JP5753369B2 - Pneumatic tire and rim assembly and motorcycle equipped with the same - Google Patents

Description

  The present invention relates to an assembly of a pneumatic tire and a rim with improved rolling resistance performance while maintaining grip properties, and a motorcycle equipped with the same.

  Regarding the fuel efficiency performance of a vehicle, the influence of tire rolling resistance is large, and the contribution rate is considered to be about 10%. Therefore, in order to reduce the fuel consumption of the vehicle, it is necessary to reduce the rolling resistance of the tire.

  Therefore, conventionally, in order to reduce the rolling resistance of the tire, it has been proposed to employ a rubber having a small loss tangent (tan δ) for the tread rubber (see, for example, Patent Document 1). However, a rubber having a small loss tangent (tan δ) has a problem that the hysteresis loss is reduced by that amount, and the rolling frictional force is reduced.
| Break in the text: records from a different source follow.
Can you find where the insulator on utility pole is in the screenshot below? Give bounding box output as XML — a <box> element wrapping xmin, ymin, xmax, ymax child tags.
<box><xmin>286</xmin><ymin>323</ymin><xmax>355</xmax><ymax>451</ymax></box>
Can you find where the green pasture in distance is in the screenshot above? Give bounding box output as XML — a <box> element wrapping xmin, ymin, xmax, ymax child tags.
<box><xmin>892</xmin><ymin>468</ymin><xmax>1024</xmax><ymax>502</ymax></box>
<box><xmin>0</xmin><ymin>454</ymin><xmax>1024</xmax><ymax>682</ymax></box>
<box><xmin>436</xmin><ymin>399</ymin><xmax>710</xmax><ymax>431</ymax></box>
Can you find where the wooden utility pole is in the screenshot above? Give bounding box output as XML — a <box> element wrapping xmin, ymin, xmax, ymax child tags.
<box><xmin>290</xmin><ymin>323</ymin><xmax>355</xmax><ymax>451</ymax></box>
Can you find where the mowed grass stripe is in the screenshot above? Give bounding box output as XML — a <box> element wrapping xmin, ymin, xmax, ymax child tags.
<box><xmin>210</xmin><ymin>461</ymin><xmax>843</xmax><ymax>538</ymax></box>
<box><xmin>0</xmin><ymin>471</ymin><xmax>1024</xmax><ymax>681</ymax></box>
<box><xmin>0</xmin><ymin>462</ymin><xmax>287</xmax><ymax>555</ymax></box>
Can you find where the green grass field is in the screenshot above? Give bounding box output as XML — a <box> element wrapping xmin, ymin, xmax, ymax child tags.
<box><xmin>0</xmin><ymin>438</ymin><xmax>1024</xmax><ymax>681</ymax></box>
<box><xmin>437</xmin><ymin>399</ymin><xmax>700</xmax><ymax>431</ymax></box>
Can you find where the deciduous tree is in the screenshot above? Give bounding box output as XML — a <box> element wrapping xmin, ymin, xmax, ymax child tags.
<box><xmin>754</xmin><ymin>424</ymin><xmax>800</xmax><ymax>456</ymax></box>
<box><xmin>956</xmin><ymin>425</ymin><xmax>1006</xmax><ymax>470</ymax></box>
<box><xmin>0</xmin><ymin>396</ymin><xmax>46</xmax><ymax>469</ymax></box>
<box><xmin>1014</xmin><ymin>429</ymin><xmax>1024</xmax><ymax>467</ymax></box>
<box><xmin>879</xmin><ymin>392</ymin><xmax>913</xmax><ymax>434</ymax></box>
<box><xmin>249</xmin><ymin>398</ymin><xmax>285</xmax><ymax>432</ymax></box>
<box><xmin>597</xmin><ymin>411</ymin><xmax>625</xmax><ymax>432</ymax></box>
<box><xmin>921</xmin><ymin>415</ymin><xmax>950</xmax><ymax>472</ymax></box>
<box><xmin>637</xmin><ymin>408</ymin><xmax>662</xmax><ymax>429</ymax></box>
Particularly in recent years, reduction of rolling resistance is also desired for motorcycle tires. However, since motorcycles are unstable vehicles as is well known, the above-mentioned deterioration in gripping property may cause a risk of falling. There is. Therefore, in motorcycle tires, it is difficult to employ rubber having a particularly small loss tangent (tan δ), making it difficult to improve rolling resistance performance.

JP 09-150610 A

  Therefore, the present invention is based on the use of a high-humidity gas as a filling gas in the tire lumen, and an assembly of a pneumatic tire and a rim with improved rolling resistance performance while maintaining grip, and The purpose is to provide a fitted motorcycle.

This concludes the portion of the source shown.